Election surprises? Spain goes to the polls on 28 May in local and regional elections and come just six months before Spain must vote for a new national government. According to Euronews, polls show neither of the two largest parties are expected to win enough seats to form a majority government.
Instead, they will need to rely on the support of smaller parties, including separatist and far-right parties, to gain power. The results of May’s regional votes will offer the clearest idea yet as to whether Spain’s minority socialist government will survive, or whether the conservative People’s Party (PP) will form a government with far-right VOX. It will also, according to Politico, show if Podemos, the political party founded in 2015, can survive. As the junior partner of Prime Minister Pedro Sánchez’s Socialist Workers’ Party (PSOE) in a coalition government, it has suffered an electoral decline that threatens to become a full-blown crisis.
Another key election is the run-off on 28 May in Turkey between President Recep Tayyip Erdoğan and opposition leader Kemal Kılıçdaroğlu. As noted by Carnegie Europe, whoever wins will continue to govern under the revised 2017 constitution which means that, if Erdoğan is re-elected, he will be able to become even more authoritarian and nationalistic. Sinan Oğan, the nationalist “kingmaker” who came third in Turkey’s first round of the presidential election, is throwing his weight behind President Recep Tayyip Erdoğan.

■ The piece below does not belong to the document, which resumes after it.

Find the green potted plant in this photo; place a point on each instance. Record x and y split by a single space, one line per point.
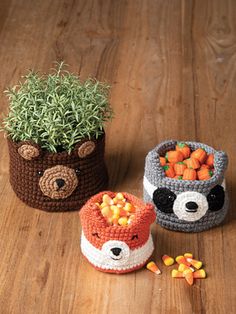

Crypto’s new global rules. The International Organization of Securities Commissions (Iosco), an umbrella group of regulators from 130 jurisdictions, revealed its first global approach to regulating crypto asset and digital markets. As noted by The Guardian, Iosco said its members, which include the UK’s Financial Conduct Authority (FCA) and the Securities and Exchange Commission in the US, should be protecting investors and ensuring “market integrity” in ways that “are the same as, or consistent with, those that are required in traditional financial markets”.
The proposed standards cover conflicts of interest, market manipulation, cross-border regulatory cooperation, custody of crypto assets, operational risks, and treatment of retail customers. This includes requiring trading platforms to publicly disclose how they vet crypto assets before allowing them to be traded, clearly explain how they store and safeguard clients’ crypto assets, and ensure they are separated from the firm’s own assets that might be used for proprietary trading. Iosco chairperson Jean-Paul Servais said, according to Reuters, that the plans represent a turning point in tackling risks from crypto assets such as bitcoin and ether.